The GluN2A Subunit of the NMDA Receptor Modulates the Rate of Functional Maturation in Parvalbumin‐positive Interneurons

Abstract

N‐methyl‐D‐aspartate receptors are glutamate‐gated, calcium‐permeable ion channels involved in a host of normal brain functions, including neuronal development. Traditionally, the GluN2A subunit, encoded by the GRIN2A gene, is thought to signal brain and circuit maturation, given its unique expression pattern where transcripts are low embryonically and then significantly increase during preadolescence in mice. Advances in whole exome sequencing have identified mutations in the GRIN2A gene to be causal to several neuropathological diseases, including epilepsy and intellectual delay.

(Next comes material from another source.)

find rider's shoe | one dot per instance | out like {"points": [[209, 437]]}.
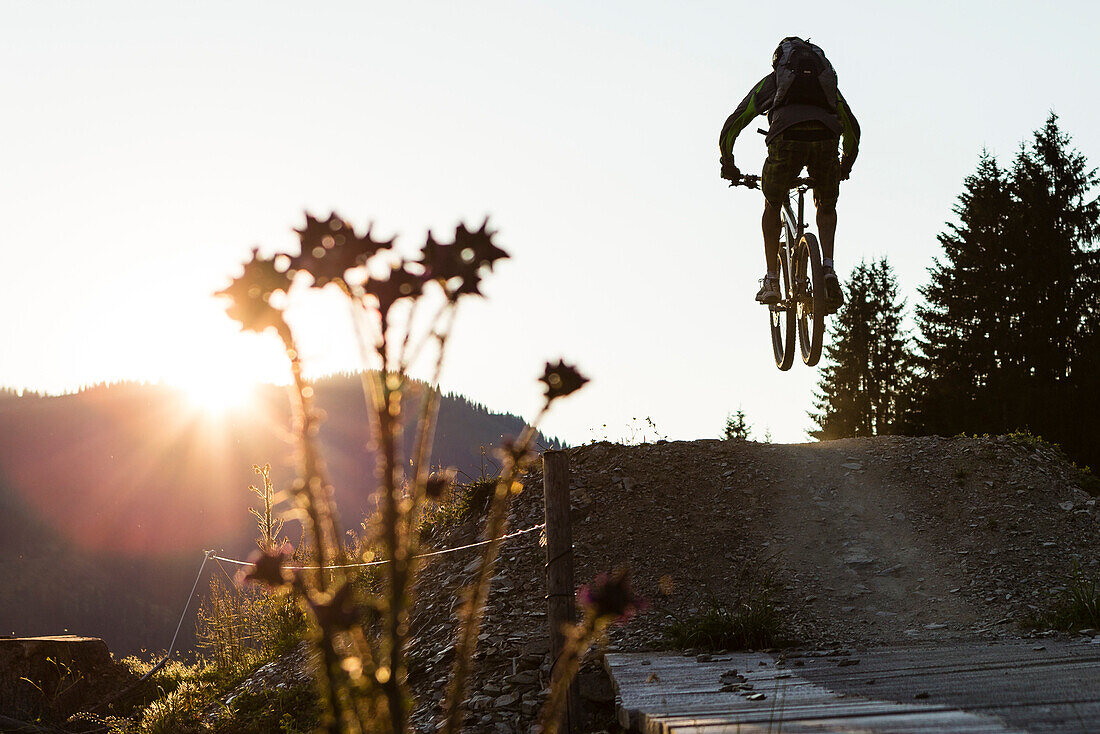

More specifically, 56% of GRIN2A mutations are loss‐of‐function, displaying diminished receptor function and/or surface expression, with Grin2a­‐/‐ mice have been reported as having signatures of epileptiform activity. However, little is understood regarding GluN2A’s impact on neurodevelopmental and how its absence may the GABAergic interneuron network. Our data show that Grin2a ‐/‐ mice contain 33% more parvalbumin+ interneurons in the CA1 region of the hippocampus during preadolescence and adulthood. This increase in GABAergic interneuron cell density appears to be unique to parvalbumin+ cells, as cholecystokinin+ and somatostatin+ interneurons are unchanged across Grin2a‐/‐ and wildtype mice. Despite an increased cell count, colocalization staining for parvalbumin+ synaptic densities and measures of parvalbumin cell‐specific tonic inhibition remains unchanged in preadolescence and increases as the animal ages, suggesting delayed maturation. In addition, parvalbumin+ cells from preadolescent Grin2a‐/‐ mice exhibit immature intrinsic and firing properties, such as an increased membrane time constant and input resistance, lower threshold for depolarization‐induced block, and longer action potential half‐widths than age‐matched WT controls, all of which become corrected in adulthood. The sum of these data suggest that the GluN2A subunit is involved in promoting cues for interneuron apoptosis during development, as well as influencing the rate of parvalbumin+ cell functional maturation. The ramifications of these abnormalities are still underexplored, but likely generate a vulnerability time window during preadolescence in which an epileptiform network can manifest. Viral strategies aimed at reintroduction of the GRIN2A gene during this critical time window could represent a viable gene therapy option for loss‐of‐function GRIN2A EE patients.